The result of these parenting disparities is that by the time girls grow into young women, they've learned fewer effective coping strategies than their male counterparts, which translates to higher anxiety. The sexes learn to deal with fear in two very different ways: men have been conditioned to tackle problems head-on, while women have been taught to worry, ruminate, and complain to each other (hey, I'm just reporting the research) rather than actively confront challenges. These are generalizations, of course; the fact that I have always been an Olympic-caliber worrier offers us just one example of how men can fret with the best of them, and everyone knows at least one woman who appears not even to know what fear is. Still, these differences in upbringing clarify quite a bit about the gender gap in anxiety.
Yet parenting doesn't tell the full story of feminine nerves, because even if a young woman emerges from childhood as a relatively cool and resilient adult, she still has to do battle with social forces that seem bent on making her anxious. You may expect me to dwell here on the viselike pressure that contemporary culture exerts on women to look beautiful and young forever (one highly questionable survey found that women worry about their bodies an average of 252 times a week), but while this is a significant issue, the cultural biases about women and anxiety run deeper still.
We have an odd tendency to label women as anxious even when they aren't. A recent, highly revealing study showed that even in situations in which male and female subjects experience the same level of an emotion, women are consistently seen—and even see themselves—as being "more emotional" than men. It shouldn't be too surprising, then, that this bias holds for anxiety as well; we buy into the fretful-women stereotypes far too often. Another report, for example, found significant differences in the way doctors respond to patients who report common stress symptoms like chest pain: Whereas men get full cardiac workups, women are more often told that they're just stressed or anxious, and that their symptoms are in their heads.

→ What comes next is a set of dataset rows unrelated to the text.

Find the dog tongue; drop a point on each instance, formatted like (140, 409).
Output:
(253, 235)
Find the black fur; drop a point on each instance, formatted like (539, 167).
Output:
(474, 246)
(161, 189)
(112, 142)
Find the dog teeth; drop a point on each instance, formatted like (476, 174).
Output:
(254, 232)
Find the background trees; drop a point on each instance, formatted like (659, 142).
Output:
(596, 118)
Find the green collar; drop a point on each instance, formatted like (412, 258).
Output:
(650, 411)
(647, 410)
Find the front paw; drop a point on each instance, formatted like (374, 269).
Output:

It should be pretty clear by now that the claims about women being far more innately anxious than men are suspect, but before I depart in a blaze of justice, one final point is in order: Men are getting off much too easily in the anxiety discussion. Probably the most significant reason why women get diagnosed with anxiety disorders twice as often as men isn't that they're doubly fearful. It's because anxious men are much less likely to seek psychological help.
The flip side of being raised to always show strength is that men come to feel that going to a therapist is a sign of weakness or failure (think of Tony Soprano's mopey resistance to the benefits of psychiatry), which is why men constitute just 37 percent of therapy patients, by some estimates. If nearly twice as many women seek help from a psychologist, then they'll obviously be diagnosed more often with anxiety disorders. Troublingly enough, the evidence shows that while women deal with anxiety and stress by worrying, men are more likely to try to bury these feelings with alcohol or drugs—which offers one rationale for why men are at higher risk for "antisocial" disorders like alcoholism.
So take heart, women of the world: You're not necessarily bioengineered to be worry machines. The deeper truth behind the great anxiety divide is this: We all get stressed-out and nervous sometimes. Women are simply more honest about their anxiety, because they've been taught to deal with it through unencumbered fretting. Of course, I'm not about to declare that if we raised boys and girls exactly the same, eradicated the cultural anxiety bias against women, and frog-marched more men into therapy, the gender nervousness gap would magically disappear. We would almost certainly see, though, that this gap is far smaller than we think.